I tried the flow feature on a two jobs workload as a simple test but when using fio in VM as load generator, fio use 100% of the CPU in each VM. Is that expected? As a result, there was basically no workload read/write to the disks. I may have misconfigured something but I did use it as in the butterfly seek pattern example replacing the jobs by one for read and a second one for write. I put flow=7 in first job and flow=3 in the second job to get 70%/30%. As it was using all the resources, I didn't push it more and try it on physical servers as that's not how we want to operate when doing load simulation.

I don't have this issue when using fio without flow in those same VM.
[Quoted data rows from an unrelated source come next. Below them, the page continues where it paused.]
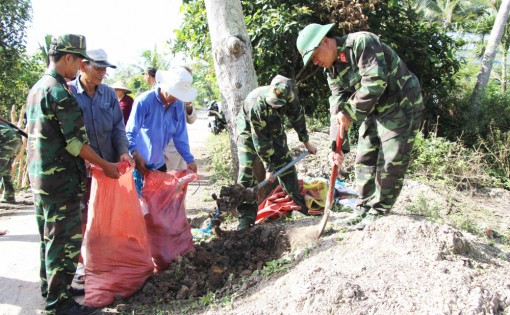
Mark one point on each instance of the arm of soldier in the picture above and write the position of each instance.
(119, 139)
(368, 53)
(191, 113)
(296, 115)
(261, 140)
(338, 112)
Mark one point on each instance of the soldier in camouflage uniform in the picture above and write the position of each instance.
(371, 85)
(10, 141)
(261, 132)
(57, 145)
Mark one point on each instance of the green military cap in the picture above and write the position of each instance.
(70, 43)
(309, 39)
(280, 91)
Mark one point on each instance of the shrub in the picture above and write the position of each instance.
(435, 158)
(221, 159)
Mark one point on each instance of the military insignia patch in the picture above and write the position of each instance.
(342, 57)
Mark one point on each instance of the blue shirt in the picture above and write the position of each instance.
(103, 120)
(150, 127)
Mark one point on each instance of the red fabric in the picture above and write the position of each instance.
(126, 103)
(278, 204)
(167, 225)
(115, 248)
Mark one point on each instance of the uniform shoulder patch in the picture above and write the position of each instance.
(342, 57)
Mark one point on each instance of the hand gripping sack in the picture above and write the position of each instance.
(168, 228)
(117, 254)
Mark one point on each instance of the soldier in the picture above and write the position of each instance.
(10, 141)
(57, 145)
(261, 132)
(370, 84)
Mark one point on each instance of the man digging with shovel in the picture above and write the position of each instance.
(261, 133)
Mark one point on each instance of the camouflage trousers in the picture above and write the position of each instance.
(288, 179)
(10, 142)
(381, 162)
(59, 226)
(6, 182)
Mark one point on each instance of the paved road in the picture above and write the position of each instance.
(19, 249)
(19, 262)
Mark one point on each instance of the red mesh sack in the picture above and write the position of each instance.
(167, 226)
(115, 247)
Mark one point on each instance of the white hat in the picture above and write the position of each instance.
(177, 82)
(99, 58)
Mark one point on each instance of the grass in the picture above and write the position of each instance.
(422, 206)
(221, 159)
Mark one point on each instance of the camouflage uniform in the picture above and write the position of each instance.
(261, 132)
(371, 85)
(56, 136)
(10, 141)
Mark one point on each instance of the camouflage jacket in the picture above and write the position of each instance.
(369, 79)
(56, 135)
(265, 125)
(10, 141)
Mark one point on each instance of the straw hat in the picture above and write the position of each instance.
(177, 82)
(120, 86)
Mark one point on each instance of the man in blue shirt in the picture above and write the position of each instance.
(157, 117)
(101, 110)
(104, 123)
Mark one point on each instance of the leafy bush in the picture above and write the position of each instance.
(435, 158)
(221, 160)
(497, 145)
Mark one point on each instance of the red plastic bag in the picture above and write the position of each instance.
(167, 225)
(116, 248)
(279, 204)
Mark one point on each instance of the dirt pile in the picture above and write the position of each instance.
(217, 265)
(399, 265)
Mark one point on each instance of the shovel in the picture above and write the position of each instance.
(336, 147)
(281, 170)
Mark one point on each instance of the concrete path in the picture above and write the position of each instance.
(19, 248)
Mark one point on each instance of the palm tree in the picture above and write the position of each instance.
(494, 40)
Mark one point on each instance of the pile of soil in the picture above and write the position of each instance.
(216, 265)
(401, 264)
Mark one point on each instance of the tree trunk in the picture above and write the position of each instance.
(233, 63)
(490, 52)
(503, 72)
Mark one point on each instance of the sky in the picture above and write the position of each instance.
(123, 28)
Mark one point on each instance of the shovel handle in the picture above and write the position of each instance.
(281, 170)
(336, 147)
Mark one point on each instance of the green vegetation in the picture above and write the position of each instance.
(220, 159)
(275, 267)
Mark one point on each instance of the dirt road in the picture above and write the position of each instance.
(19, 248)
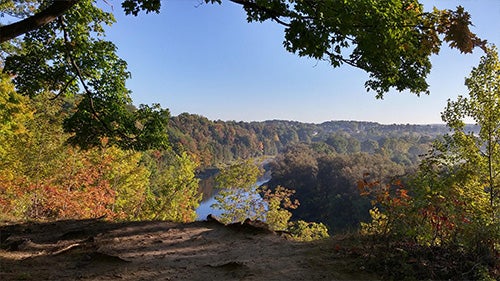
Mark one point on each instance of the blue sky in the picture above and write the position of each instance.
(207, 60)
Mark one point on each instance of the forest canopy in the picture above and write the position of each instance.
(60, 46)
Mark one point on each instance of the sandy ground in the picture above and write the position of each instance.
(98, 250)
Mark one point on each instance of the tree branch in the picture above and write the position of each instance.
(51, 13)
(251, 4)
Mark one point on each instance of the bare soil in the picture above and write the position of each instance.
(207, 250)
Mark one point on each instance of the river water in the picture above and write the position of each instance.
(209, 193)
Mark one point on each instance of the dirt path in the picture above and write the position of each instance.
(97, 250)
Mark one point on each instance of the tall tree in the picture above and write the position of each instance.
(481, 151)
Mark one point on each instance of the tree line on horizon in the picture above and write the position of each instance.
(219, 142)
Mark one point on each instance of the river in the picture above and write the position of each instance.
(209, 193)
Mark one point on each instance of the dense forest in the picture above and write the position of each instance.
(424, 199)
(218, 142)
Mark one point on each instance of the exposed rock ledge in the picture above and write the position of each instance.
(206, 250)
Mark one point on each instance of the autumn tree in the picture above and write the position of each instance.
(63, 50)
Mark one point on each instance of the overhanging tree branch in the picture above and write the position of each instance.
(51, 13)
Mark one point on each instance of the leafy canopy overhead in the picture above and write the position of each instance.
(63, 50)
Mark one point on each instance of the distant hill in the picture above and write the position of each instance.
(222, 141)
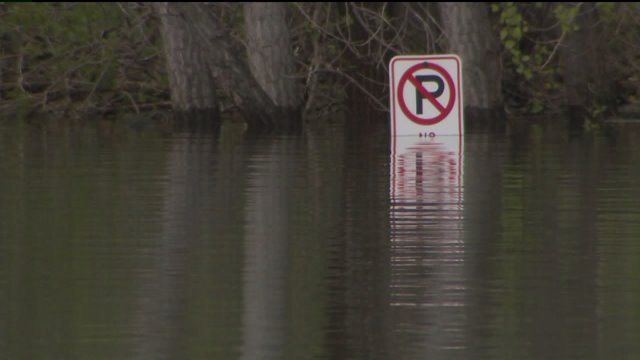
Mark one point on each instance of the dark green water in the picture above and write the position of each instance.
(187, 246)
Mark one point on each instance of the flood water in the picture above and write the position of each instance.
(144, 245)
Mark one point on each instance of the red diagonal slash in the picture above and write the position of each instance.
(426, 94)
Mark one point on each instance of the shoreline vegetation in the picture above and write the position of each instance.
(77, 61)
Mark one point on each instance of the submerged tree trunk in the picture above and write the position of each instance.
(223, 61)
(270, 54)
(469, 34)
(192, 85)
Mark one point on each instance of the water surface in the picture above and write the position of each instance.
(143, 245)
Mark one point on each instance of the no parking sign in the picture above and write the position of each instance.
(426, 95)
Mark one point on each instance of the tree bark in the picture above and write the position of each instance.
(469, 35)
(192, 85)
(586, 82)
(270, 55)
(224, 62)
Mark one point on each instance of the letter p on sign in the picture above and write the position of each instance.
(426, 95)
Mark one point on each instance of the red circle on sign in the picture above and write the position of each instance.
(443, 110)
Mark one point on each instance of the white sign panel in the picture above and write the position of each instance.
(426, 95)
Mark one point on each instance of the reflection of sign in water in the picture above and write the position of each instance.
(427, 253)
(426, 95)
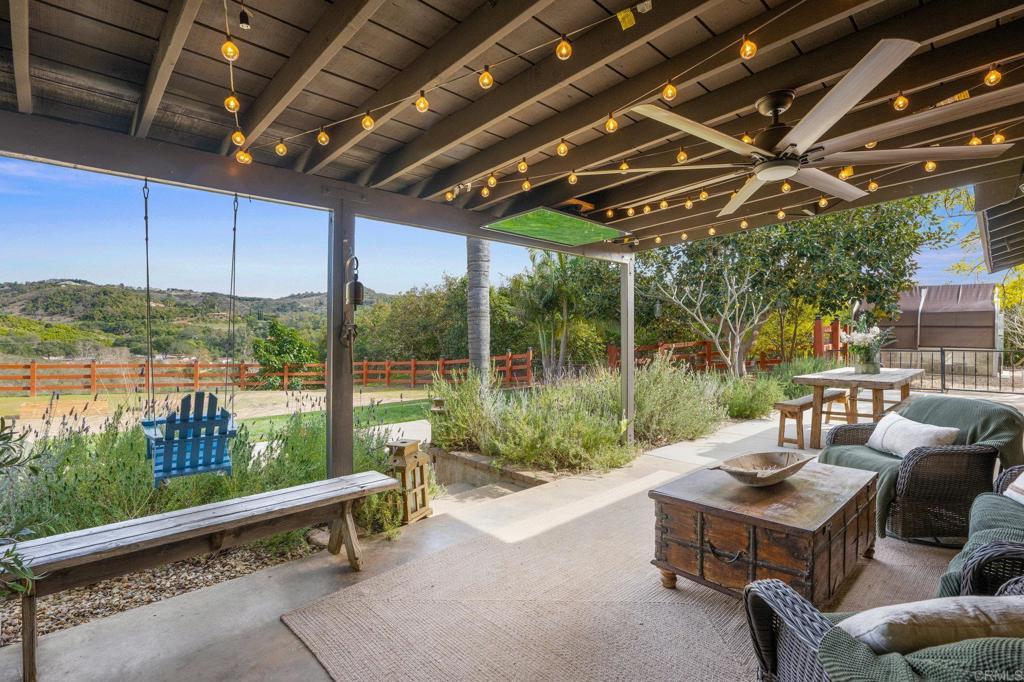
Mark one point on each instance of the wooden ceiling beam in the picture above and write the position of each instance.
(907, 183)
(180, 15)
(936, 20)
(463, 44)
(19, 53)
(592, 50)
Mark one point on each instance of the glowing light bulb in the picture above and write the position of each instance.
(421, 102)
(229, 50)
(992, 77)
(748, 48)
(485, 80)
(563, 50)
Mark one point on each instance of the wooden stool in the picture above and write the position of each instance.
(795, 409)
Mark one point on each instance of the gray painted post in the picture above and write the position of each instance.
(627, 331)
(341, 247)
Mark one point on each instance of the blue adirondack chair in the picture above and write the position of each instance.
(194, 440)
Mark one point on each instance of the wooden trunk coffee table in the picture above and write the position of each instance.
(807, 530)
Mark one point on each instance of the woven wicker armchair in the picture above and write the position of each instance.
(935, 485)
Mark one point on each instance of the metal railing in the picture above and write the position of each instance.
(962, 369)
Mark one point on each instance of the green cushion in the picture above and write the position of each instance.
(991, 510)
(865, 459)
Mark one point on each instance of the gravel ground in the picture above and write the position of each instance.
(73, 607)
Let me know if you have suggestion around flow with VM, I'm willing to test it further if you think it should work without overloading the CPU in such a setup.

Thank you.

Etienne

-----Message d'origine-----
De : Sitsofe Wheeler <sitsofe@xxxxxxxxx> 
Envoyé : October 18, 2018 12:19 AM
À : Elliott, Robert (Persistent Memory) <elliott@xxxxxxx>
Cc : efortin@xxxxxxxxxxxxxxxx; fio <fio@xxxxxxxxxxxxxxx>; Jens Axboe <axboe@xxxxxxxxx>
Objet : Re: FIO 3.11

On Wed, 17 Oct 2018 at 22:45, Elliott, Robert (Persistent Memory) <elliott@xxxxxxx> wrote:
>
>
> These will make each thread implement your desired mix:
>
>        rwmixread=int
[...]
>        rwmixwrite=int
[...]
>        percentage_random=int[,int][,int]
[...]

Another (but more overlooked) option for forcing different jobs into lockstep with each other is the flow parameter -
https://fio.readthedocs.io/en/latest/fio_doc.html#cmdoption-arg-flow but it tends to be easiest to reason about when there are just two jobs.

>
> Threads running sequential accesses can easily benefit from cache hits 
> from each other, if there is any caching or prefetching done by the 
> involved drivers or devices.  One thread takes the lead and suffers 
> delays, while the others benefit from its work and stay close behind.  They can take turns, but tend to stay clustered together. This can distort results.
> Random accesses avoid that problem, provided the capacity is much larger than any caches.